Я взял второй стакан. Мне это приключение уже стало надоедать.
– О каком деле?
– Где, по-твоему, я пропадал восемь лет?
– Ловил бабочек.
Гигант ткнул себя в грудь похожим на банан указательным пальцем:
– Отбывал срок. Мэллой моя фамилия. За силу меня прозвали Лось Мэллой. Я грабанул «Грейт Бенд банк». Сорок тысяч. Сам, в одиночку. Недурно, а?
– Теперь будешь их тратить?
Гигант бросил на меня колючий взгляд. Позади нас послышался какой-то шум.

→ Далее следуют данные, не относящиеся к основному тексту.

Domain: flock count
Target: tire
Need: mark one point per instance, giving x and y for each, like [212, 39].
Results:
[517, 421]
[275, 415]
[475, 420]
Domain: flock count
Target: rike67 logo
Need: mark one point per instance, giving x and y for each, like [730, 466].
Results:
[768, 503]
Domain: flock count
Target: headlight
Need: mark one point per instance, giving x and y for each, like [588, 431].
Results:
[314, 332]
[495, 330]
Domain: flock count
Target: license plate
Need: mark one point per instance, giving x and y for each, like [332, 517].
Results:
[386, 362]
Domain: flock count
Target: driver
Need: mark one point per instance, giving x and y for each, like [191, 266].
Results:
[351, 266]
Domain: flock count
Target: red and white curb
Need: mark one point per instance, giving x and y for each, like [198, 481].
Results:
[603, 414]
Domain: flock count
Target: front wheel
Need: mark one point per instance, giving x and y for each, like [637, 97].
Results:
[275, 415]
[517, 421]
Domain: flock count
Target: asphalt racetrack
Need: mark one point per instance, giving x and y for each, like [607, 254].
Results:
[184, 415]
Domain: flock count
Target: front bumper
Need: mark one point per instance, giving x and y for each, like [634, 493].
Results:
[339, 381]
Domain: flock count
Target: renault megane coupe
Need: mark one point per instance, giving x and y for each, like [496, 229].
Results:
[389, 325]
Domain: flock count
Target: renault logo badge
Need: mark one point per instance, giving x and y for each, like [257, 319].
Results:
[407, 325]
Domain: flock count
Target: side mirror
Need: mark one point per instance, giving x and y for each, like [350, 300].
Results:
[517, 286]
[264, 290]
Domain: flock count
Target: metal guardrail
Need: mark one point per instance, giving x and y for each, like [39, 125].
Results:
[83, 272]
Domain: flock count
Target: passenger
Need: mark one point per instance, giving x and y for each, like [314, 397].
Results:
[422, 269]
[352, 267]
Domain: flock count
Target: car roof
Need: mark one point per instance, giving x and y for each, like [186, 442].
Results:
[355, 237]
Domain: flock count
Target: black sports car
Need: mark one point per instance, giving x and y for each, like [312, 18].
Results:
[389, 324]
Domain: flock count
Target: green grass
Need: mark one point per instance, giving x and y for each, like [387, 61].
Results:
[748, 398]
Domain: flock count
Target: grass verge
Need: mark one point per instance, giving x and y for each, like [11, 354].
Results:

Вышибала уже поднялся на ноги и стоял, чуть пошатываясь. Он держался за ручку двери позади игорного стола. Потом открыл дверь и ввалился туда. Дверь захлопнулась. Щелкнул замок.
– Что там такое? – спросил Лось Мэллой.
Глаза бармена забегали и с трудом остановились на двери, за которой скрылся вышибала.
– Т-там контора, сэр. Кабинет мистера Монтгомери. Хозяина.
– Может, он знает, – сказал гигант и проглотил свой виски одним глотком. – Только наглеть ему не стоит. Двое уже пытались.
Он неторопливо пошел к двери легким шагом, не опасаясь ничего на свете. Заслонил своей огромной спиной весь проем. Дверь оказалась заперта. Лось дернул ручку, сбоку отлетел кусок филенки. Потом вошел и прикрыл за собой дверь.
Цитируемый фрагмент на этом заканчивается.